Scientific classification
- Kingdom: Plantae
- Clade: Tracheophytes
- Clade: Angiosperms
- Clade: Eudicots
- Clade: Asterids
- Order: Lamiales
- Family: Scrophulariaceae
- Genus: Eremophila
- Species: E. capricornica
- Binomial name: Eremophila capricornica Buirchell & A.P.Br.

= Eremophila capricornica =

- Genus: Eremophila (plant)
- Species: capricornica
- Authority: Buirchell & A.P.Br.
- Conservation status: P1

Species of flowering plant

Eremophila capricornica is a species of flowering plant in the figwort family, Scrophulariaceae and is endemic to Western Australia. It is a small shrub with woolly branches, grey, hairy leaves and mauve to lilac-coloured flowers with hairy sepals.

==Description==
Eremophila capricornica is a shrub growing to 50-75 cm high and wide with densely woolly branches. The leaves are arranged alternately, clustered near the ends of the branches, grey, lance-shaped with the narrower end towards the base, 8-12 mm long and 3-4 mm wide. The flowers are borne singly in leaf axils on a woolly stalk 2-3 mm long. There are 5 lance-shaped, dark green to grey, hairy sepals which are 6-9 mm long and 1.5-3 mm wide. The petals are mauve to lilac-coloured, 15-20 mm long and joined at their lower end to form a flattened, bell-shaped tube which is mostly glabrous inside and out. The 4 stamens are enclosed by the petal tube. Flowering time is mainly from June to August.

==Taxonomy and naming==
Eremophila capricornica was first formally described by Bevan Buirchell and Andrew Brown in 2016 and the description was published in Nuytsia. The specific epithet (capricornica) refers to the Tropic of Capricorn near which this species occurs.
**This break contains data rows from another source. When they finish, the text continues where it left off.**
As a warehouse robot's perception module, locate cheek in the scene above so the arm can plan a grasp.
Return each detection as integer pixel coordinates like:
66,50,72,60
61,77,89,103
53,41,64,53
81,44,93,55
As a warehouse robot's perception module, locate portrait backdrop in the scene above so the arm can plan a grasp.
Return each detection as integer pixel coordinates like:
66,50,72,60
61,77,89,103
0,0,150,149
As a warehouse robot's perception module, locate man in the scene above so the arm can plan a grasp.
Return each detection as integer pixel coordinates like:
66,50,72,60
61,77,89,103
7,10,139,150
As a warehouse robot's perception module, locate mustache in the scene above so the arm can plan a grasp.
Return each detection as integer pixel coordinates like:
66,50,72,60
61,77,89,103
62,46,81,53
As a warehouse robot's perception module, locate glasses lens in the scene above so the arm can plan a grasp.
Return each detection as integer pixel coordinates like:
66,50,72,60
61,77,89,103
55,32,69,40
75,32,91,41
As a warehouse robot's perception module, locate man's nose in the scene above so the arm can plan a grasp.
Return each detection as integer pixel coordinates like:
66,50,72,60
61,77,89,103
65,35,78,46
==Distribution and habitat==
This eremophila is found between Newman and Jigalong in the Gascoyne biogeographic region growing in Acacia shrubland with a grassy understorey.

==Conservation status==
Eremophila capricornica has been classified as "Priority One" by the Government of Western Australia Department of Parks and Wildlife, meaning that it is known from only one or a few locations which are potentially at risk.